EHR-RAG: Bridging Long-Horizon Structured Electronic Health Records and Large Language Models via Enhanced Retrieval-Augmented Generation
This addresses the challenge of accurate medical decision-making from complex EHR data for healthcare practitioners, representing a domain-specific advancement with incremental improvements in retrieval methods.
The paper tackles the problem of using large language models (LLMs) for clinical prediction with long-horizon electronic health records (EHRs) that exceed context limits, proposing EHR-RAG, a retrieval-augmented framework that improves accuracy by preserving clinical structure and temporal dynamics. It achieves an average Macro-F1 improvement of 10.76% across four EHR prediction tasks compared to strong LLM-based baselines.

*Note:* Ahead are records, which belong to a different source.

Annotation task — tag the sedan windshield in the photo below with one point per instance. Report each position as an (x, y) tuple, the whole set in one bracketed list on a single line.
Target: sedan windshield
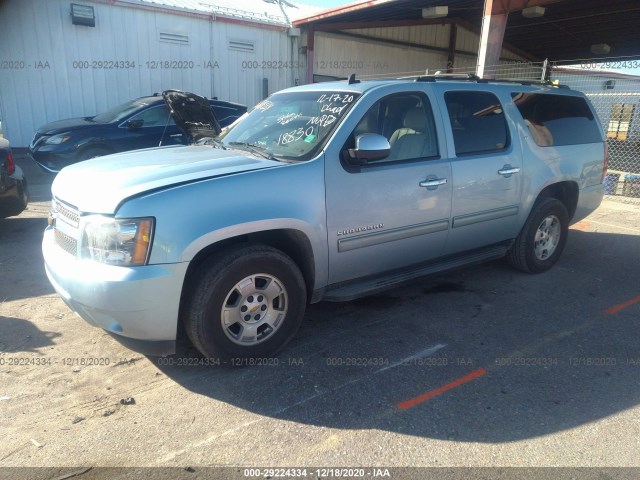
[(119, 112), (292, 125)]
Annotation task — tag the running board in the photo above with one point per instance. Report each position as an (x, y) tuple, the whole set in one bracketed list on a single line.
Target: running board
[(350, 291)]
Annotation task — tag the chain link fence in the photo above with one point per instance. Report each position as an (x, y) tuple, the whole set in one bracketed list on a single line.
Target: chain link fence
[(613, 87)]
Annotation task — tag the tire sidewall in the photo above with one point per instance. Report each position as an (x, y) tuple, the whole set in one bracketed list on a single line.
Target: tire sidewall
[(283, 269), (544, 209)]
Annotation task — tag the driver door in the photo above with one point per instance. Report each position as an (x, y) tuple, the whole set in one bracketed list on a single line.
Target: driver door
[(394, 212), (156, 125)]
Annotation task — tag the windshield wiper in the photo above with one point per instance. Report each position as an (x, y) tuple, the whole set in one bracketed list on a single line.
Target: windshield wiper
[(257, 149), (211, 141)]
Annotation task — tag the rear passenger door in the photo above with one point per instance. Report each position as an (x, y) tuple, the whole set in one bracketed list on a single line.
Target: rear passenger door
[(486, 164)]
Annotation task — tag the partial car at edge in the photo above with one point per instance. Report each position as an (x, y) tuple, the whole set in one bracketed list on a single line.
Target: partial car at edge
[(14, 195)]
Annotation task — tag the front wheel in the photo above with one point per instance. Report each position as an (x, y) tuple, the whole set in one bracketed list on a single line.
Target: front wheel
[(542, 238), (249, 302)]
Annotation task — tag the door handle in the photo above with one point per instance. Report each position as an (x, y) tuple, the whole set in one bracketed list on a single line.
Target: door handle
[(433, 182), (508, 170)]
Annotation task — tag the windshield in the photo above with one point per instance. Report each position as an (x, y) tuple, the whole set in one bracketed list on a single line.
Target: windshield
[(119, 112), (292, 125)]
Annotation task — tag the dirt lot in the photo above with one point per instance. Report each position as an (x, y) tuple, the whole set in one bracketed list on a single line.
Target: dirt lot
[(480, 367)]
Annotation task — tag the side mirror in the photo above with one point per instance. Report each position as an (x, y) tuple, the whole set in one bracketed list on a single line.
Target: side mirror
[(133, 124), (369, 147)]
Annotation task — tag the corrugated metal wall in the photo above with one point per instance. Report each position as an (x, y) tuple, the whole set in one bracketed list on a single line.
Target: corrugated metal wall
[(341, 55), (51, 69)]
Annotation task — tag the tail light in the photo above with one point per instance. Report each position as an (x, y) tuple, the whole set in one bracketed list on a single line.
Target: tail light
[(11, 166), (606, 161)]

Electronic Health Records (EHRs) provide rich longitudinal clinical evidence that is central to medical decision-making, motivating the use of retrieval-augmented generation (RAG) to ground large language model (LLM) predictions. However, long-horizon EHRs often exceed LLM context limits, and existing approaches commonly rely on truncation or vanilla retrieval strategies that discard clinically relevant events and temporal dependencies. To address these challenges, we propose EHR-RAG, a retrieval-augmented framework designed for accurate interpretation of long-horizon structured EHR data. EHR-RAG introduces three components tailored to longitudinal clinical prediction tasks: Event- and Time-Aware Hybrid EHR Retrieval to preserve clinical structure and temporal dynamics, Adaptive Iterative Retrieval to progressively refine queries in order to expand broad evidence coverage, and Dual-Path Evidence Retrieval and Reasoning to jointly retrieves and reasons over both factual and counterfactual evidence. Experiments across four long-horizon EHR prediction tasks show that EHR-RAG consistently outperforms the strongest LLM-based baselines, achieving an average Macro-F1 improvement of 10.76%. Overall, our work highlights the potential of retrieval-augmented LLMs to advance clinical prediction on structured EHR data in practice.